The RELT Family of Proteins: An Increasing Awareness of Their Importance for Cancer, the Immune System, and Development

Abstract

This review highlights Receptor Expressed in Lymphoid Tissues (RELT), a Tumor Necrosis Factor Superfamily member, and its two paralogs, RELL1 and RELL2. Collectively, these three proteins are referred to as RELTfms and have gained much interest in recent years due to their association with cancer and other human diseases. A thorough knowledge of their physiological functions, including the ligand for RELT, is lacking, yet emerging evidence implicates RELTfms in a variety of processes including cytokine signaling and pathways that either promote cell death or survival. T cells from mice lacking RELT exhibit increased responses against tumors and increased inflammatory cytokine production, and multiple lines of evidence indicate that RELT may promote an immunosuppressive environment for tumors. The relationship of individual RELTfms in different cancers is not universal however, as evidence indicates that individual RELTfms may be risk factors in certain cancers yet appear to be protective in other cancers. RELTfms are important for a variety of additional processes related to human health including microbial pathogenesis, inflammation, behavior, reproduction, and development. All three proteins have been strongly conserved in all vertebrates, and this review aims to provide a clearer understanding of the current knowledge regarding these interesting proteins.
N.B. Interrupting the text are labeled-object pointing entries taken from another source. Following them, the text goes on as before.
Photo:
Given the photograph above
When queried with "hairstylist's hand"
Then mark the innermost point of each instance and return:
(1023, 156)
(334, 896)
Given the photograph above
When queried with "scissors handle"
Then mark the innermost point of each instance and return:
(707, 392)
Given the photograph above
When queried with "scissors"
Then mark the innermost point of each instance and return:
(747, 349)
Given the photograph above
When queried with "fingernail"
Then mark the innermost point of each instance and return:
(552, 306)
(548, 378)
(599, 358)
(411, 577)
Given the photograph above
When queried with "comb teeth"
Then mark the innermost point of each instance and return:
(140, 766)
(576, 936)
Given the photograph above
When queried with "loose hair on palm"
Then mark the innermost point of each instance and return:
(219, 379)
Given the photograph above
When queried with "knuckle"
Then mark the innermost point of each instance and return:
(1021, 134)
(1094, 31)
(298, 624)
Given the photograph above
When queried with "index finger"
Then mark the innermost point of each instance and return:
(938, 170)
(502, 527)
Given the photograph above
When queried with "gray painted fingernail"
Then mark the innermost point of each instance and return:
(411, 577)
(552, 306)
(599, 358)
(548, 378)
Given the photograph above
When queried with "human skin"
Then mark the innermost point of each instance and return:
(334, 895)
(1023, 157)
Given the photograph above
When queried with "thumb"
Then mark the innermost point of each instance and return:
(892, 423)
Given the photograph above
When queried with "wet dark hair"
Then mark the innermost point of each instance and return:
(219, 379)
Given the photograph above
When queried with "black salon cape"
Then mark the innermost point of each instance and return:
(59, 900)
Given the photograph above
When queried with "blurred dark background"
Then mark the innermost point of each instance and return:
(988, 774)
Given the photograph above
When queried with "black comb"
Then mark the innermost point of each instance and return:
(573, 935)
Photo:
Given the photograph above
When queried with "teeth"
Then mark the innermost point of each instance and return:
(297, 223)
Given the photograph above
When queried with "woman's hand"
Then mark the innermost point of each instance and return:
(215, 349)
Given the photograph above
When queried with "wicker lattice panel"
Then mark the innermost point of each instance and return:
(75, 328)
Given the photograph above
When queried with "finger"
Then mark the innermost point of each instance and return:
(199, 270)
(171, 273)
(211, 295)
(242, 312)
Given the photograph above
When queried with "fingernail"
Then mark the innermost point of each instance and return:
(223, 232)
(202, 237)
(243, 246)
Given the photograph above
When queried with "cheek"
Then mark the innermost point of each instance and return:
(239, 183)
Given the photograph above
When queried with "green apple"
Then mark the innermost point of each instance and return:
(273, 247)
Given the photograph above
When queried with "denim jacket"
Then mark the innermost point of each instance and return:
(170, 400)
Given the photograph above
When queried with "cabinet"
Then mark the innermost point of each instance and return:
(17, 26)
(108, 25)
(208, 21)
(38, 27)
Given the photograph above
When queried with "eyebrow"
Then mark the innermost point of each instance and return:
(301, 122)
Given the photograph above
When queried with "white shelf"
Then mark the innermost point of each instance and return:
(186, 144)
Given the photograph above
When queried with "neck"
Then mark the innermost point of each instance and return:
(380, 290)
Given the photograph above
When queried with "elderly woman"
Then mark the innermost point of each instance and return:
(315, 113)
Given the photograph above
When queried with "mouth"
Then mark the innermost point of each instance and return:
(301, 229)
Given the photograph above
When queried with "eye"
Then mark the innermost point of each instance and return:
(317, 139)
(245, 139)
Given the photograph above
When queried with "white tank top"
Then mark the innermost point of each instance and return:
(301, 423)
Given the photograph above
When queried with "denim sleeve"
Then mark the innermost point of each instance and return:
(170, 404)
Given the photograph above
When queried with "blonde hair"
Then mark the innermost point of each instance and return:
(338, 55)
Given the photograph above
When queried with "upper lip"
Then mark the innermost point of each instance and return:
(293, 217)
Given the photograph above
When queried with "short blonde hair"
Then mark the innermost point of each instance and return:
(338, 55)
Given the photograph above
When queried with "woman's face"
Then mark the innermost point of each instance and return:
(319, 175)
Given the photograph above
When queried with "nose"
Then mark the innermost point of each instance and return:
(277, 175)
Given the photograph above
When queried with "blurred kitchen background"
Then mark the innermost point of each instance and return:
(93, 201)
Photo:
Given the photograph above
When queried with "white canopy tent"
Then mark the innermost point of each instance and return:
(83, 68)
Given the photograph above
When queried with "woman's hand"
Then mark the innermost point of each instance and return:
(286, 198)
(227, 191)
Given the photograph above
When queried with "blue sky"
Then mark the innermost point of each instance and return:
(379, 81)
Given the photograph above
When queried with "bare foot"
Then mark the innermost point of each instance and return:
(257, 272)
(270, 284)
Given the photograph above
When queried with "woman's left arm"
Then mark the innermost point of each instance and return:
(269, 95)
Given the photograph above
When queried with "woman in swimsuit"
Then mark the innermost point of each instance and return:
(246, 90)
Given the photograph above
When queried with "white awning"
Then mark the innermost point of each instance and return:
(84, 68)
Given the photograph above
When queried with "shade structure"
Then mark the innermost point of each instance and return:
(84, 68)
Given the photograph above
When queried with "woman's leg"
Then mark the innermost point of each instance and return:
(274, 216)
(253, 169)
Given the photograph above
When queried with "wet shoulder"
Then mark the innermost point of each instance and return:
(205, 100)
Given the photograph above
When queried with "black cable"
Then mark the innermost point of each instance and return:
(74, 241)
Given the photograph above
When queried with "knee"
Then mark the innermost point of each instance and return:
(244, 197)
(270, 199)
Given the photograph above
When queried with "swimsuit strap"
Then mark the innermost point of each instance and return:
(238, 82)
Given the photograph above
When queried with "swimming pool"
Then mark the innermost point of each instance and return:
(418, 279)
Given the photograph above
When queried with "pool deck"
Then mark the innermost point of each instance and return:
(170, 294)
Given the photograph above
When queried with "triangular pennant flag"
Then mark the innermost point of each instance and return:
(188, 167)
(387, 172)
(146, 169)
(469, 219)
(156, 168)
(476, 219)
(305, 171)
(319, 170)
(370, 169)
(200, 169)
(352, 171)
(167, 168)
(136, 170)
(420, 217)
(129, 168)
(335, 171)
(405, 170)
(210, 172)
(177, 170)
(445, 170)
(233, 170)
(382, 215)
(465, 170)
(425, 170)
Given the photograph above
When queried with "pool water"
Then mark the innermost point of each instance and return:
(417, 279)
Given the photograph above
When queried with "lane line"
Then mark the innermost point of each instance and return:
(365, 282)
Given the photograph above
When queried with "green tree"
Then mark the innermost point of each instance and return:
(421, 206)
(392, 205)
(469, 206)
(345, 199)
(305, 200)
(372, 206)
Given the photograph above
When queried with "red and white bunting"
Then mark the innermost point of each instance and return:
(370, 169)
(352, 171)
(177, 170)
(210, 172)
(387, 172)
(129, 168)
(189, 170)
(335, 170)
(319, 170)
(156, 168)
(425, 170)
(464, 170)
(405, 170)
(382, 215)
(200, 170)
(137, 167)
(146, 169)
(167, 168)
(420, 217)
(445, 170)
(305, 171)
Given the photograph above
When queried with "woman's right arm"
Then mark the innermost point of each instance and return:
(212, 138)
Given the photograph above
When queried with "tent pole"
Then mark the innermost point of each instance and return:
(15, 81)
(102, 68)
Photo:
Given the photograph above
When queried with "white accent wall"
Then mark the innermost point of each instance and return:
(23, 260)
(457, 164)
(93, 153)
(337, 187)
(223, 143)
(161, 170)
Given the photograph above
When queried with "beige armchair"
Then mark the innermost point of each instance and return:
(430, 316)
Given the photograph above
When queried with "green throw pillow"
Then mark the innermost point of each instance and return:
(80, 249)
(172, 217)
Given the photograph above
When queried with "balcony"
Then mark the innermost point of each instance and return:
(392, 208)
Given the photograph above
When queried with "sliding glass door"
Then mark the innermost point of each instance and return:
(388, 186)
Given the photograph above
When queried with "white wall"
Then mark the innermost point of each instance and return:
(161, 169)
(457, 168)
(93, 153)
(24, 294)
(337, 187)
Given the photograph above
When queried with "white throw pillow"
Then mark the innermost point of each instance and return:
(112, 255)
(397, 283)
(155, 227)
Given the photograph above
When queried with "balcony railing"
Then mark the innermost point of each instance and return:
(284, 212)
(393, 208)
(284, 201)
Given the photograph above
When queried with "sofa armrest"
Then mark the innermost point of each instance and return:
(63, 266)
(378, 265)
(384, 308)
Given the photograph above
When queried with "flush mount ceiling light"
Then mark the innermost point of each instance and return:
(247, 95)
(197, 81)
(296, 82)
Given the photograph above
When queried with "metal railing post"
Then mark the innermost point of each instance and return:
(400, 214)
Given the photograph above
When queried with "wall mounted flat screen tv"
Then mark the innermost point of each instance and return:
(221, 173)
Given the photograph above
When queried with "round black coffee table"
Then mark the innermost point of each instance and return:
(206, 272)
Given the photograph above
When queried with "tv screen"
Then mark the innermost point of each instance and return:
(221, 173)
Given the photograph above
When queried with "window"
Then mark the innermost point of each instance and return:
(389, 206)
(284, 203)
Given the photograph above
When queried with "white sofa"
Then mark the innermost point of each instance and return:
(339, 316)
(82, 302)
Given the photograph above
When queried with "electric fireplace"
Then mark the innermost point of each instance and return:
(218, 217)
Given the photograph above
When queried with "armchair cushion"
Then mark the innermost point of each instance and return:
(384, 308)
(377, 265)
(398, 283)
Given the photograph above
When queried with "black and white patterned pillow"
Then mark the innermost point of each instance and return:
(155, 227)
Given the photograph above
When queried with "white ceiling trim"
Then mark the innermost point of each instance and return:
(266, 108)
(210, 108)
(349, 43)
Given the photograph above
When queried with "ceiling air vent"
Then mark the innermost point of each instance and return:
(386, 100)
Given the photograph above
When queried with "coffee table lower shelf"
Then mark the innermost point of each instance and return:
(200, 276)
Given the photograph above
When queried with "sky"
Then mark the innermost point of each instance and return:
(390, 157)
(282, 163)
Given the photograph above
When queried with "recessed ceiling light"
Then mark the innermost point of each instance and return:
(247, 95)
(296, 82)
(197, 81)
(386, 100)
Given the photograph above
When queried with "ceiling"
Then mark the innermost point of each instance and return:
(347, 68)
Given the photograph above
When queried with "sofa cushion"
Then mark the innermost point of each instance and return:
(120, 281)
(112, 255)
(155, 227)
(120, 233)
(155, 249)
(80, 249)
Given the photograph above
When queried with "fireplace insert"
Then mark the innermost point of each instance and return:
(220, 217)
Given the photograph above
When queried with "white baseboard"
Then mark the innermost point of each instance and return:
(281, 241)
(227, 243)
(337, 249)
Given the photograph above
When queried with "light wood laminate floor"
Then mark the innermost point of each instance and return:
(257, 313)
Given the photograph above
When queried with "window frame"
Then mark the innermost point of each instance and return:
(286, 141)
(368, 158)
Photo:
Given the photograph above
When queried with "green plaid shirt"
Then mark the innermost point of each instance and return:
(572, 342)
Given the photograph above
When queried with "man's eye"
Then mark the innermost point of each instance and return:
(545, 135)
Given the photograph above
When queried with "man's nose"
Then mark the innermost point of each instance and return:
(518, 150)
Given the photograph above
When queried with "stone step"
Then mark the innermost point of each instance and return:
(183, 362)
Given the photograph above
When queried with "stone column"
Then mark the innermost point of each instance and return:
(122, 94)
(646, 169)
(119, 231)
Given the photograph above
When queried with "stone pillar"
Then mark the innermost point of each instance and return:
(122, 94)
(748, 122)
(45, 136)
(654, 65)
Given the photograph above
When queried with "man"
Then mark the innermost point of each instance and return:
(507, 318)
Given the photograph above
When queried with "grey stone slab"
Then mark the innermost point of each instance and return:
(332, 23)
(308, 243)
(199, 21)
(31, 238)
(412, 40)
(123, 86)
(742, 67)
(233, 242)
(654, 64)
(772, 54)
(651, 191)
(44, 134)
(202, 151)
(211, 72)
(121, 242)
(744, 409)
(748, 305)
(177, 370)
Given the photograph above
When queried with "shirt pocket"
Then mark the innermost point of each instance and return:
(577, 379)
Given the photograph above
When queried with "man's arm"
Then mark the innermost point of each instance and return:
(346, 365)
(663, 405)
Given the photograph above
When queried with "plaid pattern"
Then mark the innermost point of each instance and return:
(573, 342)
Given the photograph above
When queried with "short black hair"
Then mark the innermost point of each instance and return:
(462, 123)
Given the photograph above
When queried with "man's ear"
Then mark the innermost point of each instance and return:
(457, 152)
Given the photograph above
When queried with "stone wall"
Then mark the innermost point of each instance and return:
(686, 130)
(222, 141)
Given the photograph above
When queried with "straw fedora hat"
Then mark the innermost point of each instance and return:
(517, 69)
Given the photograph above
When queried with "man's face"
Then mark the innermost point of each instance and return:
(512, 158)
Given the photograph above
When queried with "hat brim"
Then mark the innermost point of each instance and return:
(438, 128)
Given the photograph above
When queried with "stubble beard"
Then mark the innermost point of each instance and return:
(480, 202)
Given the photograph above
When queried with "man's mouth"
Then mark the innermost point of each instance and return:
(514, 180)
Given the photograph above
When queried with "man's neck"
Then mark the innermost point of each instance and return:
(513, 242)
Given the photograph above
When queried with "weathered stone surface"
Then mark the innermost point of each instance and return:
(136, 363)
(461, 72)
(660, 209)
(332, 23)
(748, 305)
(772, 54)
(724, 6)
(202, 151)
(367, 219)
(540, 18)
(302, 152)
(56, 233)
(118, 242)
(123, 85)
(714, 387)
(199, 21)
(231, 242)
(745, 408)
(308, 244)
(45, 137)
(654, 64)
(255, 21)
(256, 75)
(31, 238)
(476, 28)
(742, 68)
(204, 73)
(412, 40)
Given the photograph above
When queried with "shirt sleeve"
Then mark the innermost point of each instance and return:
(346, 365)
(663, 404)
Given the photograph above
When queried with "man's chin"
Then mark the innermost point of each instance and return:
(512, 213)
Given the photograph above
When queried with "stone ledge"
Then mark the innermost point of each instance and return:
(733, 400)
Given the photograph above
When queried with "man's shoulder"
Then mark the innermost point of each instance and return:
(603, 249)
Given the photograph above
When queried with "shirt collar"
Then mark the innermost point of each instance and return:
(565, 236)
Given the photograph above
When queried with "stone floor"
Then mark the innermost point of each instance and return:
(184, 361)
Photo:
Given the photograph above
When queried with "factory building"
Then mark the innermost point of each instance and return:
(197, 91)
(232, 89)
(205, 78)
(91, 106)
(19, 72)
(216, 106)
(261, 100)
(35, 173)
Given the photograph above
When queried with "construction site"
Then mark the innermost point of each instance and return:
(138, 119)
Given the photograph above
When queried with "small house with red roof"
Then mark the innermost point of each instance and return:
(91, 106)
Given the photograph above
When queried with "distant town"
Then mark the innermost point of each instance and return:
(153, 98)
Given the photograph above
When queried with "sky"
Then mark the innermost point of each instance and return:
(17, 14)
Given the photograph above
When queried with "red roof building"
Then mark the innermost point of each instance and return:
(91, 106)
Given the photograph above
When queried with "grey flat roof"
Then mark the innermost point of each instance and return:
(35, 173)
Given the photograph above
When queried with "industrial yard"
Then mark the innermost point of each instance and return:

Keywords: RELL1; RELL2; RELT; TNFRSF; apoptosis; cancer; cytokine signaling; immune cells; inflammation; interferon.

Figure 1

Model for signaling by the RELT family members (RELTfms), RELT, RELL1, and RELL2. Note: RELTfms bind each other, yet it is not yet known if they function as trimers, and it is not known whether RELT binds to an unidentified ligand. The possibility that RELL1 and RELL2 function independently of RELT cannot be excluded. Protein binding partners of RELT that also bind RELL1 or RELL2 (e.g., PLSCR1 [25], MDFIC [23], OXSR1 [9], and SPAK [27,28]) are only shown in color for RELT for simplicity. Unique binding partners to either RELL1 or RELL2 are shown in color. Similarly, the activation of p38 by RELTfms [21,27] is only shown in color for RELT. Activation of NF-κB has been demonstrated for both RELL1 [28] and RELT [7,29]. The activation of the JNK pathway has only been shown for RELT [27]. Not shown are additional localizations reported for RELTfms, including intracellular vesicles [9,25] and the nucleus for RELT, as predicted by the Human Protein Atlas (HPA). The HPA predicts that RELL1 is located at both the plasma membrane and is associated with microtubules, while it predicts that RELL2 localizes to intracellular vesicles. Please note that only known activities of RELTfm proteins are shown. Not shown are activities reported for circular RNA molecules expressed from the RELL1 gene, including pro-inflammatory functions [18] and the ability to both promote apoptosis and inhibit autophagy [19].